In some areas the owner of a property has to protect himself against problems with excavation or filling next to his property line, sometimes with a limit for the exavation depth so involved.

I've been on a case where filling next to the property line caused damage beyond it, but it was not considered the fault of the guy doing the filling, on the basis of that law.
 
I figured you would have more response by now.

Anyhow, as I think about this, if there is sufficient building weight on that wall, to keep any part of it from going into "tension" because of the new earth load, then nothing would need to be done. I liken this to a stack of kids blocks. Put a compression load on that stack and it resists lateral loads pretty ewll.
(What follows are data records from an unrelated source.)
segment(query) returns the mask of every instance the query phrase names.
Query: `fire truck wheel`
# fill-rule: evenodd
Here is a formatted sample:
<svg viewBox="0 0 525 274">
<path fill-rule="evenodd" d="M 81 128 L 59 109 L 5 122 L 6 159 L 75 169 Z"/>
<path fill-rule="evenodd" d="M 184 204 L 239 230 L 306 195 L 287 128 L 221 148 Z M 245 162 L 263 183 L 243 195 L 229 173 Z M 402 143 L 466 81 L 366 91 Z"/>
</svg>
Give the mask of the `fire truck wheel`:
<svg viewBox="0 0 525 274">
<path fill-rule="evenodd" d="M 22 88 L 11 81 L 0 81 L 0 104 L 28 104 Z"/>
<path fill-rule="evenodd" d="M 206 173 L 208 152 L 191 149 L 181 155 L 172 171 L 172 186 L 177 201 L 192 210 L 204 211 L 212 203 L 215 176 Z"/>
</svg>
Same principle apples if this was concrete block.

However, a form of security could be done easily by installing tie-rods,anchored in the "inside" with a plate, and extnding into the fill. You can do all sorts of things there, such as attaching to dead-men, etc. as the fill is placed.

This would be a whole lot easier than using sheet piles and cheaper.

Any good local geotech ought to be able to calculate the general dimensions of what you need. The design is something like a reinforced earth wall situation.

I suppose galvanized material would be more permanent.

 
Check the common foundation wall against the other walls of the remaining building. I doubt that the common wall was built differently. If the common wall was constructed the same as the other walls of the remaining building, you may be OK.
 
I forgot to mention one thing that may be useful.

I once had the opportunity to check pressures impinged on a 50 ft. high non-yielding building wall that was to have sand fill placed against it. The wall was designed for an equivalent fluid pressure of 35 p/cf. As the fill was raised up in compacted layers it became apparent that this design was being exceeded. In one case a compactor passed by the site 12 ft. above the sensor next to the wall and the pressure raised somewhat there (12 feet below it).

We resolved the situation by calling for compactors to stay 24 inches away from the wall. That worked very well and no setlement resulted. The silo effect hang up of loose soil caused this result. Only active pressure developed.

So, keep the compactors 2 ft. from your wall and it is expected that active pressure will occur.